The error or 0.00039 is a mean square error, and y_range was (-1, 1) due to sigmoid, where -1 and 1 are the edges of the image (we can’t predict outside the images), so this means the corresponds average distance is:

math.sqrt(0.00039)

0.019748417658131498

This corresponds to an average being 1.5 pixels off from the target (2 is the iamge width : 0.019 = 160 pixels : x):

0.019*160/2

1.52

Inference

Let’s try to evaluate new images. We need to load RGB images, apparently learn.predict applies the same transformation as in DataLoaders.

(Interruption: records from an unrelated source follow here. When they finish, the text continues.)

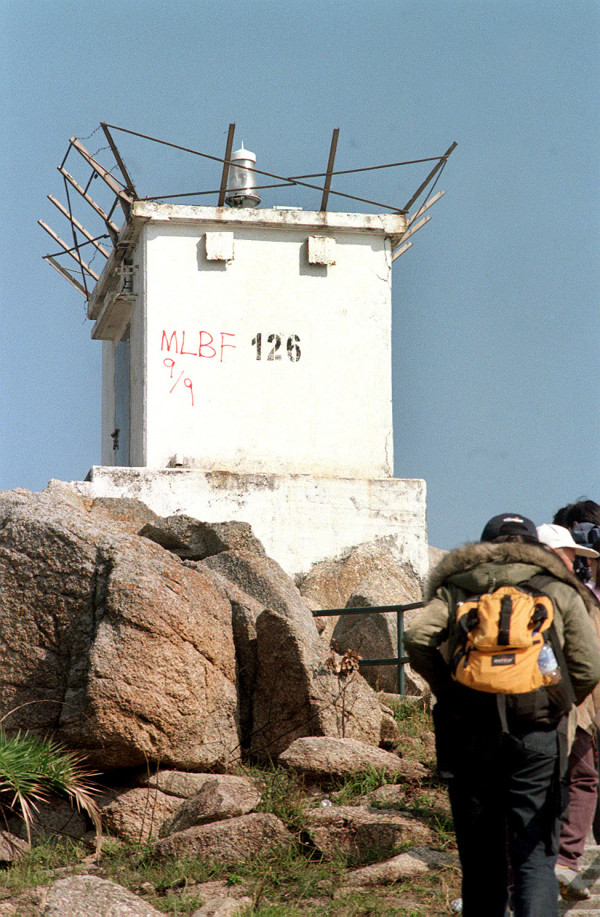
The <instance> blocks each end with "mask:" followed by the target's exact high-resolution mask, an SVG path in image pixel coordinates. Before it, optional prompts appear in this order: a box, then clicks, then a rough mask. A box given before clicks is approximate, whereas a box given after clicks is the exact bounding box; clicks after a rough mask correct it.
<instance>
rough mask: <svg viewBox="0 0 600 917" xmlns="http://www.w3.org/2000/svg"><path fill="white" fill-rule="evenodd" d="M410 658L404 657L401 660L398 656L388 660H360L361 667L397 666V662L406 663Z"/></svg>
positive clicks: (372, 659)
mask: <svg viewBox="0 0 600 917" xmlns="http://www.w3.org/2000/svg"><path fill="white" fill-rule="evenodd" d="M408 661H409V659H408V656H403V657H402V658H399V657H398V656H390V657H389V658H387V659H362V658H361V659H359V661H358V664H359V665H396V663H397V662H401V663H405V662H408Z"/></svg>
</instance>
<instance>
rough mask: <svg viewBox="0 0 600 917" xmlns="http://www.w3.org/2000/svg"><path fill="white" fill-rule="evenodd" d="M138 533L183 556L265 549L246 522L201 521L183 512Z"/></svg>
mask: <svg viewBox="0 0 600 917" xmlns="http://www.w3.org/2000/svg"><path fill="white" fill-rule="evenodd" d="M138 534H140V535H141V536H142V537H144V538H149V539H150V540H151V541H155V542H156V544H159V545H161V547H163V548H166V549H167V550H168V551H172V552H173V553H174V554H177V556H178V557H180V558H181V559H182V560H204V559H205V558H206V557H212V556H213V555H215V554H220V553H221V552H222V551H242V552H247V553H250V554H264V553H265V549H264V547H263V546H262V544H261V542H260V541H259V540H258V538H256V537H255V535H254V533H253V532H252V528H251V527H250V525H249V524H248V523H247V522H199V521H198V520H197V519H193V518H191V517H190V516H185V515H183V514H182V515H178V516H167V517H166V519H158V520H157V521H156V522H153V523H148V524H147V525H145V526H143V528H141V529H140V531H139V533H138Z"/></svg>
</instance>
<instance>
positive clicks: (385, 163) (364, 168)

It even returns original image if needed (good post for more info):

im_list = [] 
for i in [1,3,4]:
    im_path = f'/notebooks/nbs/mini-projects/15_head_pose/Photo{i}.jpg'
    im_orig, pred, _, _ = learn.predict(im_path, with_input=True)
    point = (pred[0]).detach().cpu().numpy()  # convert predictions to coordinates
    im = ToPILImage()(im_orig/255)
    draw = ImageDraw.Draw(im)
    d = 2
    draw.ellipse((point[0] - d, point[1] - d, point[0] + d, point[1] +d), fill='red')
    im_list.append(im)
_ = plot_pil_images(im_list)

And this is pretty good, even if the head is shifted left and right with respect to the image center.